Some shows make over part or all of a person's living space, work space, or vehicle. The American show This Old House was the first such show,[citation needed] debuting in 1979. The British show Changing Rooms, beginning in 1996 (later remade in the US as Trading Spaces) was the first such renovation show that added a game show feel with different weekly contestants.[citation needed] Other shows in this category include Extreme Makeover: Home Edition, Debbie Travis' Facelift, Designed to Sell, While You Were Out, and Holmes on Homes. Pimp My Ride and Overhaulin' show vehicles being rebuilt. Some shows, such as Restaurant Makeover and Ramsay's Kitchen Nightmares, show both the decor and the menu of a failing restaurant being remade. The issue of "making over" was taken to its social extreme with the British show Life Laundry, in which people who had become hoarders, even living in squalor, were given professional assistance.

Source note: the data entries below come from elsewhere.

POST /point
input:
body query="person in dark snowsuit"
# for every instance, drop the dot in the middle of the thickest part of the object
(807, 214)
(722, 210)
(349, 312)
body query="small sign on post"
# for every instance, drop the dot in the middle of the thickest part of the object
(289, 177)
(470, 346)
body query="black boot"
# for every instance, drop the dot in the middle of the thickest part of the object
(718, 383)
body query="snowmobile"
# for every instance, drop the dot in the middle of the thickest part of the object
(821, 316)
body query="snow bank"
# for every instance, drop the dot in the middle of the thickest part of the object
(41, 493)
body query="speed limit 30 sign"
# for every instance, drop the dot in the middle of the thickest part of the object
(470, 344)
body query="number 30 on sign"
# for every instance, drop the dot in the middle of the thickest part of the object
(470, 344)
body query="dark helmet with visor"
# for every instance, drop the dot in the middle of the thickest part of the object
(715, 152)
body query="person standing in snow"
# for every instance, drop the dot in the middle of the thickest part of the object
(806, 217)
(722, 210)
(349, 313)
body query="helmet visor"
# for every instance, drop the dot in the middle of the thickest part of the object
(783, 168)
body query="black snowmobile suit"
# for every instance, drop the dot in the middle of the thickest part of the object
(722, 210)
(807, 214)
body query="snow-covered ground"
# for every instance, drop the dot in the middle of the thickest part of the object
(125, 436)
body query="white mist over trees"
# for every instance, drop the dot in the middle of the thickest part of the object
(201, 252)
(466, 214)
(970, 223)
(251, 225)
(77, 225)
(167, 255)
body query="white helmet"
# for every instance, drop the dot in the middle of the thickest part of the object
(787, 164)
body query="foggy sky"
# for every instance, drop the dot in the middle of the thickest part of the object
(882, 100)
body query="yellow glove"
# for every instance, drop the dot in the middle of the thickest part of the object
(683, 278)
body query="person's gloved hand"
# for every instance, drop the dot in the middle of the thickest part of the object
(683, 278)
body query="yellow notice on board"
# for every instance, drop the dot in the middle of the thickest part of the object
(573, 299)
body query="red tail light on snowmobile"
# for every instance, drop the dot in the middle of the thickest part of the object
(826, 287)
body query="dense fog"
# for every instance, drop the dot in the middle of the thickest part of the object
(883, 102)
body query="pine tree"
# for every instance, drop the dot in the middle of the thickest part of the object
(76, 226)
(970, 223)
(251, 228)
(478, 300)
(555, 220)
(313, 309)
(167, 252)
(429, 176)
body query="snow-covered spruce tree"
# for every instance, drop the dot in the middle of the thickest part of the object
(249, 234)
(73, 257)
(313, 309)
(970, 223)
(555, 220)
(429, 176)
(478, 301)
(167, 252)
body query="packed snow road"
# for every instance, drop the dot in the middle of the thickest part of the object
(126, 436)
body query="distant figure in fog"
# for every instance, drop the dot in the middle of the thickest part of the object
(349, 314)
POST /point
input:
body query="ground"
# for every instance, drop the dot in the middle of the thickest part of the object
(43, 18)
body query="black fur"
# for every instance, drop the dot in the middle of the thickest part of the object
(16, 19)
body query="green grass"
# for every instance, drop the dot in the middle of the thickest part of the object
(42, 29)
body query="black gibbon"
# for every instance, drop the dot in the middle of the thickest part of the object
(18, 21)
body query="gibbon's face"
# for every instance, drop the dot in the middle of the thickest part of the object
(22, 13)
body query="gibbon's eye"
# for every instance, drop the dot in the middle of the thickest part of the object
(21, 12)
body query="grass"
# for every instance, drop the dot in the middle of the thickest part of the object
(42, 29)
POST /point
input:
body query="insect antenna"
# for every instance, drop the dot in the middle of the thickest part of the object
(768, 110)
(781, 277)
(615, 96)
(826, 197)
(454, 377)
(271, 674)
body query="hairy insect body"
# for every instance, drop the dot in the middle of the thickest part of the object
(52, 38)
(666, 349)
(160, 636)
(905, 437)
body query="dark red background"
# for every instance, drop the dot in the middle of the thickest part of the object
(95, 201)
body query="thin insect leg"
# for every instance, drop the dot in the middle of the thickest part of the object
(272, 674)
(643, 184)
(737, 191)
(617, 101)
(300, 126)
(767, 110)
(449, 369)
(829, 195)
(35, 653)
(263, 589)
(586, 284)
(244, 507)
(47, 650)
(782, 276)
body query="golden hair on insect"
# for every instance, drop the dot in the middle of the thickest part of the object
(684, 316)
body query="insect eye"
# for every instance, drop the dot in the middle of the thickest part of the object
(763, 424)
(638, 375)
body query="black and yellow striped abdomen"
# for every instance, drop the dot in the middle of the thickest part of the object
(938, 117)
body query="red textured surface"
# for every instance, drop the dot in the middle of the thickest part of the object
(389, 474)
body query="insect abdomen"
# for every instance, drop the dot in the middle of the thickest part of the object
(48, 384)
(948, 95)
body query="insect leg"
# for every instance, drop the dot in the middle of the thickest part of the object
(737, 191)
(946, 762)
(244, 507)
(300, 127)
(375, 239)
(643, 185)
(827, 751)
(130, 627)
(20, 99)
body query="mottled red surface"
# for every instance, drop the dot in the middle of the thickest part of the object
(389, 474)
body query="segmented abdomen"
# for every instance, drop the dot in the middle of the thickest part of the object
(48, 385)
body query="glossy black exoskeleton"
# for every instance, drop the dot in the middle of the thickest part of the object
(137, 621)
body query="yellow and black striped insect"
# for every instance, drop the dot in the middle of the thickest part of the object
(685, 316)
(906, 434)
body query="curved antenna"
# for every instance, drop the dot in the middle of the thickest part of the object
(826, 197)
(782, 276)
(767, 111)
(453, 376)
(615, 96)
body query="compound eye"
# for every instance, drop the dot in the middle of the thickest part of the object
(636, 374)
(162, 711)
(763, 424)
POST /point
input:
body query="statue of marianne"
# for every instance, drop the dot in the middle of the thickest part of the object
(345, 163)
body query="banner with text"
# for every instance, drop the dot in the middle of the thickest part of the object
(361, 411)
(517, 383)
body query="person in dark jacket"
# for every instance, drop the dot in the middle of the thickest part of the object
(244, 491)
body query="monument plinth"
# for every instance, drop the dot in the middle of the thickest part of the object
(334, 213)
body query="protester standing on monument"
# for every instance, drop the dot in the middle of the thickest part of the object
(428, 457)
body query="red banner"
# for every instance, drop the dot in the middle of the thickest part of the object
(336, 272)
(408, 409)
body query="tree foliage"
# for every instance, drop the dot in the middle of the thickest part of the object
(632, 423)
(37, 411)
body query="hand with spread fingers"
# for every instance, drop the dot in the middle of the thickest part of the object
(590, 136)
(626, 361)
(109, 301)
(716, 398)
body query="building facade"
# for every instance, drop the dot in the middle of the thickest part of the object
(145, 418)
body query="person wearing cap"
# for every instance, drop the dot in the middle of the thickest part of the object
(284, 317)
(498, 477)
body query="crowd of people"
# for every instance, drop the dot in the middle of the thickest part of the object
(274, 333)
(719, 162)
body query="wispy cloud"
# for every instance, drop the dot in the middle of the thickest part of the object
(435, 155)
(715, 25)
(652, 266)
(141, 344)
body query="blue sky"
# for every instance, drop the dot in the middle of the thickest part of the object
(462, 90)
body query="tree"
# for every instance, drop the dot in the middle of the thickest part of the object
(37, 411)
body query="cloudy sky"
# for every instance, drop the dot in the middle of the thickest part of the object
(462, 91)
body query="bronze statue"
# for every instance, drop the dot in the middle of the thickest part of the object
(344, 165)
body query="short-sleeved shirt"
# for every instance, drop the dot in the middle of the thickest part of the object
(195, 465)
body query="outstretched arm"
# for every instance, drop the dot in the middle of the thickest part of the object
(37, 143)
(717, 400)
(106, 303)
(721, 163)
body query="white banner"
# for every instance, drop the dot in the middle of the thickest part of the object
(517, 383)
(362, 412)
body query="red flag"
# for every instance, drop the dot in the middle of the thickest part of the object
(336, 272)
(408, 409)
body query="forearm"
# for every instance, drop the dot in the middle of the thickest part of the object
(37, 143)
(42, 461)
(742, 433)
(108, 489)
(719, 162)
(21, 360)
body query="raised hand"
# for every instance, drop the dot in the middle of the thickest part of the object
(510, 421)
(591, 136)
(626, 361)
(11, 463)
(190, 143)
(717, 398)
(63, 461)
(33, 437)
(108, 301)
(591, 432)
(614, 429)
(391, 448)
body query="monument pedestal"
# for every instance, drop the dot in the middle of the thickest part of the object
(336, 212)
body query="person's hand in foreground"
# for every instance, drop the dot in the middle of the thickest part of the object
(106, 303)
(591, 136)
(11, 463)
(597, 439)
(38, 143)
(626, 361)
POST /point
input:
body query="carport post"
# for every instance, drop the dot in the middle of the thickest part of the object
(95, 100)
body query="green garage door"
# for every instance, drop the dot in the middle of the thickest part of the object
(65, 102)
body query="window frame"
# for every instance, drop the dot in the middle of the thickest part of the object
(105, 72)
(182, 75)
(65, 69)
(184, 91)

As with game shows, a gray area exists between such reality TV shows and more conventional formats. Some argue the key difference is the emphasis of the human story and conflicts of reality shows, versus the emphasis on process and information in more traditional format shows.[citation needed] The show This Old House, which began in 1979, the start to finish renovation of different houses through a season; media critic Jeff Jarvis has speculated that it is "the original reality TV show."[22]

Social experiment

Another type of reality program is the social experiment that produces drama, conflict, and sometimes transformation. Wife Swap which began in 2003 on Channel 4 and has aired for four seasons on ABC is a notable example. People with different values agreed to live by each other's social rules for a brief period of time and sometimes learn from the experience. Other shows in this category include ITV's Holiday Showdown, Oxygen's The Bad Girls Club (lifestyles and actions), and Channel 4's Secret Millionaire. Faking It was a series where people had to learn a new skill and pass themselves off as experts in that skill. Shattered was a controversial 2004 UK series where contestants competed for how long they could go without sleep.